ORIE Colloquium: Yash Deshpande (MIT / Microsoft Research) - Towards fixed SNR theory and practice of statistical estimation and inference

Location

Frank H. T. Rhodes Hall 253

Description

Much of modern statistical theory and methods operate in a “high signal-noise-ratio (SNR)” regime wherein the sample size exceeds a measure of intrinsic dimension, such as sparsity, rank or number of parameters. Qualitatively different phenomena appear when we focus on a regime where the sample size is proportional to the dimension. These have implications for modeling and algorithm design for statistical estimation and inference.

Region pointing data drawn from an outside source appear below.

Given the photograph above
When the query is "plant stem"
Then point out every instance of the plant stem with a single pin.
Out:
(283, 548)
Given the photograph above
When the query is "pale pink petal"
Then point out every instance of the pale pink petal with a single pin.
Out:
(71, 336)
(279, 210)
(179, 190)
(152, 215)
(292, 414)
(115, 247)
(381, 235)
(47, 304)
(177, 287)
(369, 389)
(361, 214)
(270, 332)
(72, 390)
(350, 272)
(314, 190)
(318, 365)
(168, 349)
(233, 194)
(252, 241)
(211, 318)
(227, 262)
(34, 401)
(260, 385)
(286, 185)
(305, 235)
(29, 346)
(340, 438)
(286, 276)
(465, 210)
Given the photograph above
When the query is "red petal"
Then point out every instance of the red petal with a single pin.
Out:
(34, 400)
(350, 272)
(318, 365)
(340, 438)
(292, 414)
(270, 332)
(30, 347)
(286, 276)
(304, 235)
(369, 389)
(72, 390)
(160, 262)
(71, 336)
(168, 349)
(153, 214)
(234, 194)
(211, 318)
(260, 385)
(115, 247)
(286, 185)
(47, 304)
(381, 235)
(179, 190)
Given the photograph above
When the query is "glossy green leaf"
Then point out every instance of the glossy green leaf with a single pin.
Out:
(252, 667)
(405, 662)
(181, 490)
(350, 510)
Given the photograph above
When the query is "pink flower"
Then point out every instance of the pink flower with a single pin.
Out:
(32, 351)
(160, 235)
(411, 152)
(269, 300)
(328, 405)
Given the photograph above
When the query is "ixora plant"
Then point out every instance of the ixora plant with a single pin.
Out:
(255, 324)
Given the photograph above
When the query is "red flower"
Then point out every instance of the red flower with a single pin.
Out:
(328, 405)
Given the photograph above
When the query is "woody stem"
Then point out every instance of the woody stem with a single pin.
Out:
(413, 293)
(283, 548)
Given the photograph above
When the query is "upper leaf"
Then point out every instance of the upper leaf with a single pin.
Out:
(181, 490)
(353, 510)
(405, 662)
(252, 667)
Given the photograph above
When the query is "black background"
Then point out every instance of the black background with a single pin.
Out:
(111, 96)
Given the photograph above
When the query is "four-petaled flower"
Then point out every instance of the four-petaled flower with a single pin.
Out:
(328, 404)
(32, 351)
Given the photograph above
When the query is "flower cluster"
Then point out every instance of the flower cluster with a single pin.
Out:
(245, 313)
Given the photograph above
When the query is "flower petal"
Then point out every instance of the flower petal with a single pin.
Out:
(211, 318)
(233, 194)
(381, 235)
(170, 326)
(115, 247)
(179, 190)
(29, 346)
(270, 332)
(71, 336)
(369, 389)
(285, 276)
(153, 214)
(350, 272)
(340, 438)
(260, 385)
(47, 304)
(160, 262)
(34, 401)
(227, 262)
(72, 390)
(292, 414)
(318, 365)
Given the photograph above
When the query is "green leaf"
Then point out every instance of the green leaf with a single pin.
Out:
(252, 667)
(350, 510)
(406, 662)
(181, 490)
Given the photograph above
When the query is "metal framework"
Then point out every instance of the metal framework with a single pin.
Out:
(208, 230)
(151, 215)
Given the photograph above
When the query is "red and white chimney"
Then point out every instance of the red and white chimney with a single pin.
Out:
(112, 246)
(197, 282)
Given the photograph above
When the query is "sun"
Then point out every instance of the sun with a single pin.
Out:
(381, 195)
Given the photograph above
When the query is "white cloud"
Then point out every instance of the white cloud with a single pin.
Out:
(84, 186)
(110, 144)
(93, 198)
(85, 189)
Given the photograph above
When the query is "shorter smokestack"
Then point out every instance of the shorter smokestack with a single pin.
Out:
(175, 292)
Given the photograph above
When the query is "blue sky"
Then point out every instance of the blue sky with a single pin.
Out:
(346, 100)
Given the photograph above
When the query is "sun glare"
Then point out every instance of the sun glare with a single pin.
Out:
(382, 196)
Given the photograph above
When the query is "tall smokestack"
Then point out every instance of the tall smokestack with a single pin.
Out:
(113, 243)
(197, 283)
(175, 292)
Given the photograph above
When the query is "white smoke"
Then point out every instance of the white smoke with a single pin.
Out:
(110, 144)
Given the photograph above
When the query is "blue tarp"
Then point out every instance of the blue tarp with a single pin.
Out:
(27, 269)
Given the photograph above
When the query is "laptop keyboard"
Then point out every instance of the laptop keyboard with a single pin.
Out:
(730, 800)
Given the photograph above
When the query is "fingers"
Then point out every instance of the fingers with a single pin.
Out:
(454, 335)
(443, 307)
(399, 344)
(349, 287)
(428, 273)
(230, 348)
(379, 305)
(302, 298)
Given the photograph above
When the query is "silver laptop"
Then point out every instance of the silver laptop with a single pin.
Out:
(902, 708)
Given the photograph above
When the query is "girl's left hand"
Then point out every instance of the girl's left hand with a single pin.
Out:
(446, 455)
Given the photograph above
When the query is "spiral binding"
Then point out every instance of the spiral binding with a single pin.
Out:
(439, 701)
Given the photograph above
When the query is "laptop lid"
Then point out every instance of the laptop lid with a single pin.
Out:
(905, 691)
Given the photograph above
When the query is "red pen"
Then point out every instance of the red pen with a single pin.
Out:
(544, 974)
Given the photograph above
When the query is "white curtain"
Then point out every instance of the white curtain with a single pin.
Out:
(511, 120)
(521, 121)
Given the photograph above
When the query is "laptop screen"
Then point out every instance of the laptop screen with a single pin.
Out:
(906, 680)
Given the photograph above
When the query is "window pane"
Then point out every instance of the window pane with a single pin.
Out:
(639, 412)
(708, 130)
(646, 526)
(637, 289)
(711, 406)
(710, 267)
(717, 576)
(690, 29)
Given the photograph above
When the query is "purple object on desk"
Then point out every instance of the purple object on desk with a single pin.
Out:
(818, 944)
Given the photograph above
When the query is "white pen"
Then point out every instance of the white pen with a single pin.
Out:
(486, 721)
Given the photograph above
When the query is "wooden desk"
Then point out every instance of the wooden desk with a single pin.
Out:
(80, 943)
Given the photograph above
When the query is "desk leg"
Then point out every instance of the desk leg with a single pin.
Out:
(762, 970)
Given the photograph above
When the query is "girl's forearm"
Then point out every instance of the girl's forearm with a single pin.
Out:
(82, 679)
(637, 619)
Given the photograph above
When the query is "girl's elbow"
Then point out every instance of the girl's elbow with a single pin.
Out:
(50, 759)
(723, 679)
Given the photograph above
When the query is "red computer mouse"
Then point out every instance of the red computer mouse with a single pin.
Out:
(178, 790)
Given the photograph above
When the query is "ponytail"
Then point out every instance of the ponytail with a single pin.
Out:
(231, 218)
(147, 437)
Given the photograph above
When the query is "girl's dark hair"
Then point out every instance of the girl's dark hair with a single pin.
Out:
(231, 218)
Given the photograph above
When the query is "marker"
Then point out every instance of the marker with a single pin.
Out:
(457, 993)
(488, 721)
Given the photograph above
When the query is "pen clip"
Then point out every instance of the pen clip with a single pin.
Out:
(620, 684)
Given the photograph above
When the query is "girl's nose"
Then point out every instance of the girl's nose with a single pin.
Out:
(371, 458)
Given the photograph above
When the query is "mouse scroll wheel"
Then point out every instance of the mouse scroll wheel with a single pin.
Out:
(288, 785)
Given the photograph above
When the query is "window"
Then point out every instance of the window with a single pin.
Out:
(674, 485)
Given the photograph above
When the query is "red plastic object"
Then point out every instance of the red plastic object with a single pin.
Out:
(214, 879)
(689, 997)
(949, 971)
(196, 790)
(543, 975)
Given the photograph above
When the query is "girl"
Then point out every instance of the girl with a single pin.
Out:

In this talk, I want to focus on two parts of my work that exemplify this phenomenon. The first part of this talk will center on contextual stochastic block models, an example of a high-dimensional estimation problem. I will demonstrate how ideas from statistical physics allow obtaining optimal estimation and testing results. In the second part of the talk, I will focus a model for batched bandit data, as exemplar of adaptively collected data. Here, the “fixed SNR” regime clarifies the difficulties with adaptively collected data, where bias may dominate the estimation error. I will discuss online debiasing, an algorithmic procedure that “debiases” estimators computed on adaptively collected data. This allows for near-optimal results for standard measures of uncertainty in inference, like confidence intervals and p-values.

Bio:
Yash Deshpande received a B.Tech in electrical engineering from the Indian Institute of Technology, Bombay in 2011, and an M.S. and Ph.D. in electrical engineering in 2016 from Stanford University. He is presently a Schramm Fellow at the Department of Mathematics at MIT and Microsoft Research, New England. His research interests are in statistical inference, graphical models, message passing algorithms and applied probability.